Les travaux de la conférence intergouvernementale (CIG), réunissant les 25 gouvernements sous l'observation de la Commission et du Parlement, confirment jusqu'ici les pires craintes. La Convention, composée de représentants de gouvernements mais aussi de parlementaires nationaux et européens, avait été instituée justement parce qu'à Nice, lors de la clôture de la dernière CIG en 2000, les États membres avaient présenté une image pitoyable de l'Europe unie et produit de très maigres avancées qui ne valent pas le papier sur lequel elles sont imprimées. 

Or, bien qu'équipés du compromis compilé par la Convention, les gouvernements ont repris l'exercice début octobre à Rome exactement là où ils l'avaient abandonné à Nice il y a trois ans. Si certaines avancées sont acceptées - abolition des « piliers » de Maastricht, personnalité juridique de l'Union - d'autres sont systématiquement remises en cause. Il s'agit en particulier des compétences, voire du titre, du futur ministre européen des Affaires étrangères ou encore de la liste des domaines réglés à la majorité des États membres plutôt qu'à l'unanimité - sans parler de la distribution du pouvoir entre institutions.

Il est difficile de juger si les positions de négociations défendues actuellement sont vraiment des lignes rouges à ne pas dépasser ou si la plupart des compromis atteints par la Convention seront finalement acceptables pour tous les gouvernements. C'était en fait l'objectif de Valéry Giscard d'Estaing, président de la Convention. Son texte reprend souvent des positions des grands pays de l'Union là où dans la Convention, une majorité plaidait pour d'autres solutions. Si ces agencements se révèlent maintenant inacceptables pour le Royaume-Uni et d'autres, VGE n'aura guère sa place dans l'Histoire à côté de  Franklin et Jefferson, les auteurs de la constitution des États-Unis. 

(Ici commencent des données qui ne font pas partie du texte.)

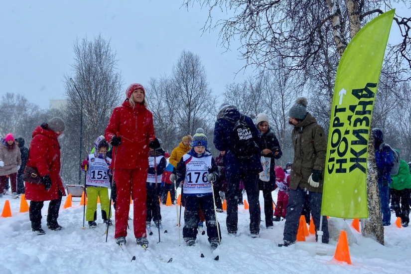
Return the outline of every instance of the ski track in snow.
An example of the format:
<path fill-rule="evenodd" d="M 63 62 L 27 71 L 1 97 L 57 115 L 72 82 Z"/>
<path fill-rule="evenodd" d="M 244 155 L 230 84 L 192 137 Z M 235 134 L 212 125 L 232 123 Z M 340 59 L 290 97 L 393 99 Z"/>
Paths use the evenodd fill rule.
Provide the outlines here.
<path fill-rule="evenodd" d="M 273 192 L 273 196 L 276 201 L 276 191 Z M 103 234 L 106 227 L 101 219 L 99 204 L 98 227 L 89 229 L 86 222 L 87 228 L 83 230 L 83 209 L 80 205 L 80 198 L 73 198 L 73 207 L 64 209 L 66 197 L 63 197 L 58 222 L 64 229 L 52 231 L 46 225 L 48 202 L 45 202 L 42 227 L 46 234 L 37 236 L 31 231 L 28 213 L 18 212 L 19 199 L 9 197 L 7 195 L 0 199 L 1 208 L 6 199 L 9 200 L 13 215 L 11 218 L 0 218 L 1 274 L 411 273 L 411 228 L 397 228 L 395 214 L 392 215 L 392 225 L 385 227 L 385 246 L 363 238 L 352 229 L 358 242 L 350 247 L 352 264 L 349 265 L 334 260 L 332 256 L 313 257 L 306 251 L 295 249 L 294 245 L 278 248 L 278 242 L 282 239 L 284 221 L 274 222 L 274 229 L 266 229 L 261 192 L 260 238 L 252 239 L 249 236 L 249 212 L 240 205 L 236 236 L 227 234 L 226 212 L 218 213 L 222 244 L 212 253 L 206 234 L 197 235 L 195 246 L 186 246 L 182 239 L 182 226 L 181 245 L 178 246 L 174 205 L 161 207 L 163 230 L 168 233 L 161 231 L 160 243 L 157 243 L 158 231 L 151 222 L 153 235 L 147 236 L 149 251 L 144 251 L 136 245 L 133 222 L 129 221 L 130 229 L 128 230 L 127 244 L 123 246 L 123 252 L 115 242 L 114 226 L 110 227 L 108 242 L 105 242 L 106 235 Z M 244 197 L 247 199 L 246 195 Z M 130 216 L 133 218 L 132 207 Z M 349 224 L 351 220 L 346 221 Z M 184 223 L 182 216 L 181 222 Z M 205 230 L 205 224 L 204 226 Z M 307 237 L 307 242 L 314 241 L 313 235 Z M 329 244 L 336 246 L 337 243 L 330 240 Z M 201 253 L 205 258 L 200 257 Z M 217 255 L 220 256 L 219 261 L 213 260 Z M 133 256 L 136 260 L 132 262 Z M 170 258 L 172 262 L 167 264 Z"/>

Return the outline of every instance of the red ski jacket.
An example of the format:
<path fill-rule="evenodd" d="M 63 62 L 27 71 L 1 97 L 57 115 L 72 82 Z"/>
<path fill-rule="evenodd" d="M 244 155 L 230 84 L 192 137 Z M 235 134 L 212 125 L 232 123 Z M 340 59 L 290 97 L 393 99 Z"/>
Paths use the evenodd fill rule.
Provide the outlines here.
<path fill-rule="evenodd" d="M 60 189 L 66 196 L 60 177 L 60 144 L 58 135 L 48 130 L 46 124 L 37 127 L 31 134 L 31 143 L 27 166 L 35 167 L 41 176 L 49 175 L 51 188 L 46 190 L 43 184 L 25 182 L 25 198 L 35 201 L 50 201 L 59 198 Z"/>
<path fill-rule="evenodd" d="M 133 109 L 129 101 L 125 100 L 113 110 L 104 137 L 110 142 L 117 132 L 122 137 L 121 144 L 117 147 L 117 156 L 116 147 L 114 148 L 113 167 L 148 169 L 148 142 L 154 138 L 150 111 L 139 104 L 136 104 Z"/>

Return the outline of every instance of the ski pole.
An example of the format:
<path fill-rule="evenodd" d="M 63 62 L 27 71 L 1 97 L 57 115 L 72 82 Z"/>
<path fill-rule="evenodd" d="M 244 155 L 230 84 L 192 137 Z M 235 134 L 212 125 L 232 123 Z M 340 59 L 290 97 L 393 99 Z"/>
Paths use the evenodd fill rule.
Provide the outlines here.
<path fill-rule="evenodd" d="M 209 173 L 210 173 L 210 171 L 211 169 L 211 168 L 208 168 Z M 217 218 L 217 207 L 216 207 L 216 199 L 214 196 L 214 185 L 213 184 L 213 181 L 210 181 L 210 183 L 211 184 L 211 191 L 213 192 L 213 203 L 214 205 L 214 215 L 216 216 L 216 225 L 217 226 L 217 233 L 218 235 L 218 242 L 221 245 L 221 240 L 220 238 L 220 228 L 218 225 L 218 219 Z"/>
<path fill-rule="evenodd" d="M 177 188 L 175 187 L 175 180 L 174 180 L 174 200 L 175 200 L 175 213 L 177 214 L 177 225 L 178 226 L 178 246 L 181 245 L 181 236 L 180 235 L 180 219 L 178 218 L 178 203 L 177 202 Z M 180 204 L 181 204 L 181 201 Z"/>
<path fill-rule="evenodd" d="M 179 229 L 180 226 L 180 225 L 181 225 L 181 224 L 180 224 L 180 222 L 181 222 L 181 206 L 182 206 L 182 204 L 183 204 L 183 199 L 184 199 L 184 197 L 183 197 L 183 185 L 184 185 L 184 182 L 183 182 L 183 181 L 181 181 L 181 186 L 180 186 L 180 187 L 181 188 L 181 200 L 180 200 L 180 217 L 178 217 L 178 227 L 179 227 L 179 230 L 180 230 L 180 229 Z M 178 233 L 178 235 L 180 235 L 180 233 Z"/>
<path fill-rule="evenodd" d="M 84 221 L 86 218 L 86 188 L 87 187 L 87 185 L 86 185 L 86 180 L 87 179 L 87 165 L 84 166 L 84 199 L 83 201 L 83 227 L 82 228 L 82 229 L 86 229 L 86 228 L 84 227 Z"/>
<path fill-rule="evenodd" d="M 118 137 L 119 132 L 116 134 L 116 136 Z M 114 149 L 114 164 L 113 165 L 113 184 L 115 183 L 114 180 L 114 171 L 116 170 L 116 160 L 117 159 L 117 146 L 116 146 L 116 149 Z M 110 191 L 110 203 L 109 205 L 109 216 L 107 219 L 107 228 L 106 229 L 106 243 L 107 242 L 107 238 L 109 237 L 109 224 L 110 223 L 110 215 L 111 214 L 111 201 L 113 198 L 113 186 L 112 186 L 111 190 Z M 103 234 L 104 235 L 104 234 Z"/>
<path fill-rule="evenodd" d="M 160 220 L 159 219 L 160 217 L 160 214 L 158 212 L 158 209 L 160 207 L 160 205 L 157 205 L 157 203 L 159 204 L 159 201 L 158 201 L 158 193 L 157 191 L 157 162 L 155 160 L 156 158 L 156 153 L 155 150 L 154 152 L 154 175 L 155 177 L 155 207 L 157 209 L 157 227 L 158 228 L 158 242 L 157 243 L 157 244 L 161 242 L 160 240 Z"/>

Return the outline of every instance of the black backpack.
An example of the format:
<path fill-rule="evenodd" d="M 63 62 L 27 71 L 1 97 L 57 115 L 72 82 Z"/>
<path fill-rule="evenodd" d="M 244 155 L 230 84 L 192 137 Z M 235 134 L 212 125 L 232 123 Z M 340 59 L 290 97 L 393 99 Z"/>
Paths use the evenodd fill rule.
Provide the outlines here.
<path fill-rule="evenodd" d="M 237 121 L 224 116 L 222 118 L 234 124 L 229 145 L 234 156 L 240 159 L 248 159 L 259 153 L 260 148 L 254 141 L 253 132 L 245 121 L 245 115 L 240 114 Z"/>

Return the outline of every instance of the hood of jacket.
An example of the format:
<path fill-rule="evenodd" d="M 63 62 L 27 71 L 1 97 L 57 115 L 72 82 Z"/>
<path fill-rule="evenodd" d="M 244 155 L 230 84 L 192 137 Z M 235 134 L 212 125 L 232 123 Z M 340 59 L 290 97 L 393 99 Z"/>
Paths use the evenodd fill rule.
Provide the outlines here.
<path fill-rule="evenodd" d="M 18 147 L 22 147 L 24 146 L 24 139 L 22 137 L 19 137 L 17 138 L 15 140 L 18 142 Z"/>
<path fill-rule="evenodd" d="M 309 112 L 307 112 L 307 116 L 305 117 L 305 118 L 301 122 L 294 126 L 294 127 L 304 128 L 304 127 L 306 127 L 308 125 L 310 125 L 313 123 L 317 124 L 316 119 L 313 117 Z"/>

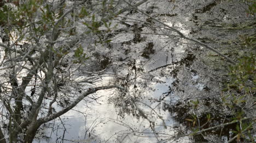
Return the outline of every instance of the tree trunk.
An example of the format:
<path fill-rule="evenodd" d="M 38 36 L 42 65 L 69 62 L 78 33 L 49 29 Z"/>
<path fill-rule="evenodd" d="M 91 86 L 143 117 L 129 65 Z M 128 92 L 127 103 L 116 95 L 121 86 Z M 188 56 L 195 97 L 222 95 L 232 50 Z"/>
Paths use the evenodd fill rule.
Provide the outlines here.
<path fill-rule="evenodd" d="M 5 138 L 4 138 L 4 135 L 2 132 L 1 128 L 0 127 L 0 143 L 6 143 Z"/>

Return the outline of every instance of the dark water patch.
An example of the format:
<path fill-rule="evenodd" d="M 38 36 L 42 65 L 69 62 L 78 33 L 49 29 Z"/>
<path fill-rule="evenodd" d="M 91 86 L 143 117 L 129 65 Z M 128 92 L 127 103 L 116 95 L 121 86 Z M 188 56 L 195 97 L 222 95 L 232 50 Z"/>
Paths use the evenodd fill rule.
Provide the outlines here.
<path fill-rule="evenodd" d="M 142 57 L 146 58 L 149 58 L 149 55 L 153 54 L 155 52 L 155 50 L 154 49 L 153 42 L 148 43 L 146 47 L 143 49 L 143 52 Z"/>
<path fill-rule="evenodd" d="M 159 16 L 168 16 L 168 17 L 174 17 L 174 16 L 176 16 L 177 15 L 178 15 L 177 14 L 161 14 L 159 15 Z"/>
<path fill-rule="evenodd" d="M 235 115 L 225 114 L 222 109 L 223 109 L 223 103 L 216 98 L 207 97 L 201 99 L 197 105 L 195 105 L 193 102 L 187 99 L 178 101 L 174 105 L 166 106 L 165 109 L 168 110 L 173 115 L 176 115 L 174 116 L 174 118 L 191 130 L 197 128 L 199 126 L 200 126 L 200 130 L 202 130 L 219 125 L 230 123 L 233 121 L 233 119 L 236 116 Z M 195 108 L 196 109 L 199 108 L 209 108 L 211 112 L 205 111 L 200 115 L 196 115 L 196 118 L 195 119 L 195 115 L 191 111 Z M 207 116 L 209 115 L 211 119 L 210 120 L 209 117 L 207 117 Z M 194 121 L 195 122 L 194 122 Z M 200 121 L 200 125 L 198 121 Z M 235 134 L 231 134 L 230 130 L 236 130 L 237 126 L 237 123 L 234 123 L 224 127 L 220 126 L 218 128 L 206 130 L 200 134 L 194 135 L 193 138 L 196 142 L 201 142 L 209 141 L 209 136 L 212 136 L 211 137 L 212 139 L 210 140 L 216 141 L 215 142 L 223 142 L 222 141 L 224 141 L 223 140 L 224 138 L 229 140 L 234 138 Z M 241 139 L 242 142 L 245 141 L 245 140 L 242 140 Z M 236 142 L 234 141 L 231 142 Z"/>
<path fill-rule="evenodd" d="M 147 10 L 146 13 L 148 14 L 152 14 L 153 13 L 154 13 L 154 9 L 155 8 L 158 8 L 154 6 L 149 7 Z"/>
<path fill-rule="evenodd" d="M 212 2 L 209 3 L 208 4 L 206 5 L 206 6 L 203 7 L 202 8 L 197 9 L 195 10 L 195 13 L 205 13 L 207 11 L 210 11 L 214 7 L 216 6 L 218 3 L 221 2 L 221 0 L 215 0 L 213 1 Z"/>
<path fill-rule="evenodd" d="M 146 38 L 142 38 L 141 34 L 139 33 L 141 33 L 142 30 L 142 26 L 139 26 L 137 23 L 134 24 L 133 26 L 133 32 L 135 33 L 134 38 L 132 40 L 132 41 L 135 43 L 139 43 L 142 41 L 146 40 Z"/>

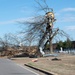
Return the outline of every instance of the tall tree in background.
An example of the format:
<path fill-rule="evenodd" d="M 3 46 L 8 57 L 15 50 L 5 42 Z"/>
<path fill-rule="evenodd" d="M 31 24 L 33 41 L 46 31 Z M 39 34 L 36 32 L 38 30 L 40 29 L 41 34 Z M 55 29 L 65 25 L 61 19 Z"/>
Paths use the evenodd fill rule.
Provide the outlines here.
<path fill-rule="evenodd" d="M 27 21 L 21 22 L 25 25 L 25 27 L 27 27 L 27 30 L 23 31 L 22 33 L 27 33 L 27 38 L 33 37 L 33 39 L 38 40 L 36 42 L 39 49 L 42 47 L 43 50 L 45 45 L 49 43 L 50 53 L 53 53 L 53 39 L 57 39 L 57 37 L 59 38 L 59 35 L 66 37 L 69 36 L 63 30 L 60 30 L 59 28 L 53 28 L 56 19 L 53 9 L 48 7 L 46 0 L 35 0 L 35 2 L 39 5 L 39 10 L 44 11 L 45 15 L 32 17 Z M 38 50 L 37 53 L 40 53 L 40 50 Z"/>

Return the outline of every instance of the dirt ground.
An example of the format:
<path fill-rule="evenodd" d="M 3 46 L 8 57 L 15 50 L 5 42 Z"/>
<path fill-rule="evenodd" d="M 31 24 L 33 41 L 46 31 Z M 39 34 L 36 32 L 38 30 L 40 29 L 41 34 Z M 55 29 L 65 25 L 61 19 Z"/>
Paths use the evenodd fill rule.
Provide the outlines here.
<path fill-rule="evenodd" d="M 52 61 L 54 58 L 12 58 L 12 60 L 20 65 L 29 64 L 57 75 L 75 75 L 75 55 L 60 54 L 56 58 L 61 60 Z M 37 61 L 33 62 L 34 59 Z"/>

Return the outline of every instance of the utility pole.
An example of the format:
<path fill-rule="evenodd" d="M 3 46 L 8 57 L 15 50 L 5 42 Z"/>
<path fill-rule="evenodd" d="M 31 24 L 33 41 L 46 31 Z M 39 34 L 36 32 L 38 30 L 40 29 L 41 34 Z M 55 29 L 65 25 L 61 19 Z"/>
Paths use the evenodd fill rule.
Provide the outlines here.
<path fill-rule="evenodd" d="M 53 10 L 51 9 L 51 12 L 46 13 L 46 19 L 47 19 L 47 27 L 46 32 L 49 36 L 49 49 L 50 53 L 53 53 L 53 47 L 52 47 L 52 29 L 53 29 L 53 22 L 56 20 L 54 17 Z"/>

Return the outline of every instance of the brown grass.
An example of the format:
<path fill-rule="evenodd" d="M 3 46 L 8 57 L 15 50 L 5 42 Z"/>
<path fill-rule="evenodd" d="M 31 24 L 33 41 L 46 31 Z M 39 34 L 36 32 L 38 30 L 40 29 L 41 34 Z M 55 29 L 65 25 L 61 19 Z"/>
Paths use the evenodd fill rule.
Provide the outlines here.
<path fill-rule="evenodd" d="M 52 61 L 54 57 L 37 58 L 37 62 L 32 62 L 35 58 L 16 58 L 14 61 L 18 64 L 29 64 L 31 66 L 54 72 L 58 75 L 75 75 L 75 56 L 60 55 L 57 57 L 60 61 Z"/>

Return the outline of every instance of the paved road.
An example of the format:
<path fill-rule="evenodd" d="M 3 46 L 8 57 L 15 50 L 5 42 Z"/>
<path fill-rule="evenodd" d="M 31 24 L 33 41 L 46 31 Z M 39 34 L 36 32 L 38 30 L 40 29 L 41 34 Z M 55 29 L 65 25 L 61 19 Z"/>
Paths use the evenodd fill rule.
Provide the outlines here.
<path fill-rule="evenodd" d="M 9 59 L 0 59 L 0 75 L 39 75 L 23 68 Z"/>

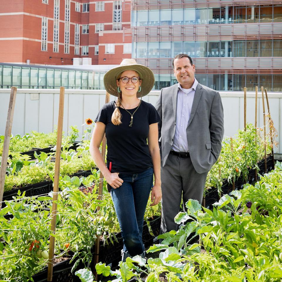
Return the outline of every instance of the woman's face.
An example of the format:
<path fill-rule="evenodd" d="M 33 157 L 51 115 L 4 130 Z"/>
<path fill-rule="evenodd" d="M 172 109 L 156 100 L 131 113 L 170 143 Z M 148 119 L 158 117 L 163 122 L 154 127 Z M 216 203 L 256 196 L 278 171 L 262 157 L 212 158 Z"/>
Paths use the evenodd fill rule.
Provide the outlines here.
<path fill-rule="evenodd" d="M 131 97 L 136 96 L 139 87 L 141 85 L 142 80 L 139 79 L 136 83 L 133 82 L 131 79 L 129 79 L 126 82 L 125 78 L 131 78 L 134 81 L 134 78 L 132 78 L 139 77 L 138 73 L 135 70 L 125 70 L 122 73 L 120 78 L 117 80 L 117 85 L 120 88 L 120 90 L 122 95 Z"/>

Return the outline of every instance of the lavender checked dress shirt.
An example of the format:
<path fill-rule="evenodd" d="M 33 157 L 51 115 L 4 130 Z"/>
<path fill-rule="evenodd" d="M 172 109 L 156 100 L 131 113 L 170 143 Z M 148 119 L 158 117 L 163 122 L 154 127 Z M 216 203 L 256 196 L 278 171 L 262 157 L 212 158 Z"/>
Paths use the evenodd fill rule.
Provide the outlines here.
<path fill-rule="evenodd" d="M 198 82 L 195 79 L 192 88 L 183 89 L 178 83 L 176 106 L 176 127 L 171 150 L 177 152 L 189 152 L 186 129 L 189 122 L 194 96 Z"/>

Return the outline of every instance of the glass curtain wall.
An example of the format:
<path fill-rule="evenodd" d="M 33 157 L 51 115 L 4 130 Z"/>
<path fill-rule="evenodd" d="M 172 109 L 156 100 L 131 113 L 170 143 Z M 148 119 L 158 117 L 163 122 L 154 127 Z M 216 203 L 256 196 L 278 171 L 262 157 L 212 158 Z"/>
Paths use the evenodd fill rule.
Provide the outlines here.
<path fill-rule="evenodd" d="M 94 71 L 0 64 L 0 88 L 103 89 L 103 77 Z"/>

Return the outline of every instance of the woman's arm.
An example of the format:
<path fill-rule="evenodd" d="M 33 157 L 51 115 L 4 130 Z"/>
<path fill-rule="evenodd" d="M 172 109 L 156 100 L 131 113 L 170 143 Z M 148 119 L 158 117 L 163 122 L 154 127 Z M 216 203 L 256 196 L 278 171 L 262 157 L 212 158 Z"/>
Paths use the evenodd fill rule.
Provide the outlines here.
<path fill-rule="evenodd" d="M 159 203 L 162 199 L 161 189 L 161 159 L 158 142 L 158 124 L 150 124 L 149 134 L 148 136 L 148 144 L 150 154 L 152 158 L 154 167 L 154 175 L 155 183 L 152 189 L 151 197 L 152 203 L 150 206 L 155 206 Z"/>
<path fill-rule="evenodd" d="M 118 177 L 118 173 L 110 172 L 103 160 L 99 148 L 105 134 L 105 125 L 103 122 L 96 123 L 90 141 L 89 151 L 95 163 L 104 176 L 107 182 L 115 189 L 119 187 L 123 180 Z"/>

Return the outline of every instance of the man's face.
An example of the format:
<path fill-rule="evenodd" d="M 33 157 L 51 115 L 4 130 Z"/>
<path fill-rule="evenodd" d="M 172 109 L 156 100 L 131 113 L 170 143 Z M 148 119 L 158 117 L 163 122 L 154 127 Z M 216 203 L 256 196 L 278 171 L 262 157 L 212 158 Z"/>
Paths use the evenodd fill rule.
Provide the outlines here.
<path fill-rule="evenodd" d="M 190 88 L 195 78 L 195 66 L 192 65 L 189 59 L 184 57 L 176 59 L 174 64 L 174 75 L 182 87 Z"/>

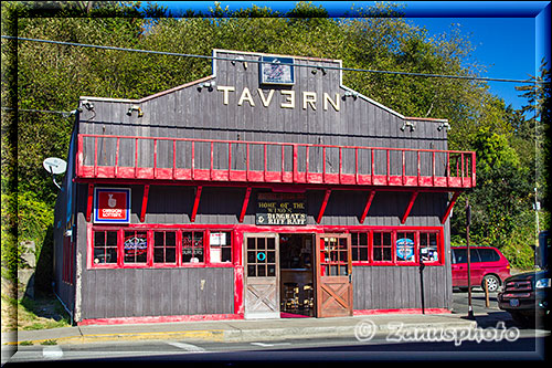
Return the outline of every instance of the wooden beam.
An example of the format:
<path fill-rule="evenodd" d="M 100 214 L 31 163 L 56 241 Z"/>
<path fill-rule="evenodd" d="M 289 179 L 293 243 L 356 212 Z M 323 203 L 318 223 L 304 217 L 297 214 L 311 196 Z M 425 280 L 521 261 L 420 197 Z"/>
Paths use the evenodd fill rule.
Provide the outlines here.
<path fill-rule="evenodd" d="M 362 215 L 360 217 L 360 223 L 364 223 L 364 219 L 368 215 L 368 211 L 370 210 L 370 206 L 372 206 L 372 200 L 374 199 L 375 196 L 375 190 L 370 190 L 367 199 L 367 206 L 364 206 L 364 211 L 362 212 Z"/>
<path fill-rule="evenodd" d="M 92 208 L 94 204 L 94 185 L 88 183 L 88 201 L 86 202 L 86 221 L 91 222 L 92 219 Z"/>
<path fill-rule="evenodd" d="M 202 186 L 198 186 L 198 188 L 195 189 L 195 199 L 193 201 L 192 215 L 190 217 L 191 222 L 195 222 L 195 215 L 198 214 L 198 209 L 200 208 L 200 199 L 202 190 L 203 190 Z"/>
<path fill-rule="evenodd" d="M 450 211 L 453 211 L 453 207 L 456 203 L 456 200 L 458 199 L 458 196 L 460 196 L 460 191 L 455 191 L 453 198 L 450 198 L 450 202 L 448 202 L 447 210 L 445 211 L 445 214 L 440 219 L 442 224 L 445 224 L 445 222 L 447 221 L 448 215 L 450 214 Z"/>
<path fill-rule="evenodd" d="M 149 185 L 144 186 L 144 197 L 141 199 L 140 222 L 146 220 L 146 210 L 148 209 Z"/>
<path fill-rule="evenodd" d="M 412 207 L 414 206 L 414 201 L 416 200 L 418 191 L 412 192 L 411 200 L 408 201 L 408 207 L 406 207 L 406 211 L 404 211 L 403 218 L 401 219 L 401 223 L 404 224 L 408 214 L 411 213 Z"/>
<path fill-rule="evenodd" d="M 240 212 L 240 223 L 242 223 L 243 219 L 245 218 L 245 211 L 247 210 L 247 204 L 250 203 L 250 197 L 251 197 L 251 187 L 247 187 L 247 189 L 245 190 L 245 197 L 243 199 L 242 212 Z"/>
<path fill-rule="evenodd" d="M 320 212 L 318 212 L 318 218 L 316 219 L 316 223 L 320 223 L 322 221 L 323 211 L 326 211 L 326 206 L 328 206 L 328 200 L 330 199 L 331 189 L 326 189 L 326 194 L 323 196 L 322 206 L 320 206 Z"/>

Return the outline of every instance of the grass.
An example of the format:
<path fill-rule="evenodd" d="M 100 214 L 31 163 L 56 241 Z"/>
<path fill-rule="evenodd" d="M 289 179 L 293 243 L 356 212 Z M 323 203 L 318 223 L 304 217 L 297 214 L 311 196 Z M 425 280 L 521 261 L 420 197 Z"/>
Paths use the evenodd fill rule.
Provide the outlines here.
<path fill-rule="evenodd" d="M 17 312 L 17 313 L 15 313 Z M 2 294 L 2 332 L 71 326 L 71 319 L 54 295 L 17 301 Z"/>

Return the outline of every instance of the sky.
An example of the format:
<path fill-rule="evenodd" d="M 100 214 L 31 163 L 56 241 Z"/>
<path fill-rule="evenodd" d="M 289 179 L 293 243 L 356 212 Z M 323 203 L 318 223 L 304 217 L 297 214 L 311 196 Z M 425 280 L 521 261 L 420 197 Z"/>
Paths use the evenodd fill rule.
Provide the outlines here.
<path fill-rule="evenodd" d="M 214 1 L 152 1 L 171 11 L 192 9 L 208 13 Z M 220 1 L 222 8 L 246 9 L 252 4 L 287 12 L 296 1 Z M 476 48 L 473 59 L 485 66 L 480 76 L 528 80 L 539 74 L 541 59 L 550 60 L 550 1 L 388 1 L 403 4 L 405 19 L 425 27 L 428 36 L 459 25 Z M 354 8 L 369 8 L 374 1 L 312 1 L 322 6 L 330 17 L 342 17 Z M 548 11 L 548 13 L 546 13 Z M 546 15 L 548 14 L 548 15 Z M 544 25 L 543 25 L 544 24 Z M 549 62 L 550 65 L 550 62 Z M 343 65 L 348 66 L 348 65 Z M 506 105 L 520 108 L 527 99 L 519 97 L 514 86 L 521 83 L 488 82 L 490 92 Z"/>

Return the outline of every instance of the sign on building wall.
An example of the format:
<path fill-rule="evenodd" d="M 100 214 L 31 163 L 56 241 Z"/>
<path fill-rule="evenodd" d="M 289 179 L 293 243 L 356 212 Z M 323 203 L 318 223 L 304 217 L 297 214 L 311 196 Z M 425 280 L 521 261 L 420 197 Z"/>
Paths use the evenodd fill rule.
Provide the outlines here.
<path fill-rule="evenodd" d="M 94 223 L 129 223 L 130 188 L 95 188 Z"/>
<path fill-rule="evenodd" d="M 257 225 L 306 225 L 305 194 L 258 193 L 255 223 Z"/>

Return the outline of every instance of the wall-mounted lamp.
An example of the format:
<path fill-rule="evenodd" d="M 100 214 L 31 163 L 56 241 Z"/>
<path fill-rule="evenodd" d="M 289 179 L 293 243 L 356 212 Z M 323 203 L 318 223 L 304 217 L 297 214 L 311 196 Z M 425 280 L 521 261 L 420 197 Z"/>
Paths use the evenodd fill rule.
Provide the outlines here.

La présidence italienne présentera aujourd'hui à Naples un papier de compromis comme base de discussion pour la CIG. En attendant, les positions se sont encore durcies : Londres à fait savoir à travers une source restée anonyme sa volonté d'imposer son veto en cas de désaccord, Madrid et Varsovie restent intransigeants sur leurs exigences en matière de votes au Conseil - au point qu'un commissaire européen regrette ses efforts en faveur de l'adhésion de la Pologne - alors que le président italien s'est vu obligé d'écrire aux autres membres fondateurs de l'Union d'œuvrer en faveur d'un accord. L'éclat cette semaine autour du Pacte de stabilité n'a guère amélioré l'ambiance. 

La mission des ministres des Affaires étrangères ce week-end sera de clôturer l'ensemble du dossier sauf, peut-être, le volet des institutions - ou bien un accord avant la fin de l'année devient illusoire. Les institutions donneront d'une manière ou d'une autre lieu à une de ces traditionnelles nuits aux longs couteaux lors du Conseil européen de Bruxelles à la mi-décembre. Le seul plaisir sera de savoir que Jacques Chirac sera toujours là pour subir les conséquences de ses bidouillages il y a trois ans à Nice.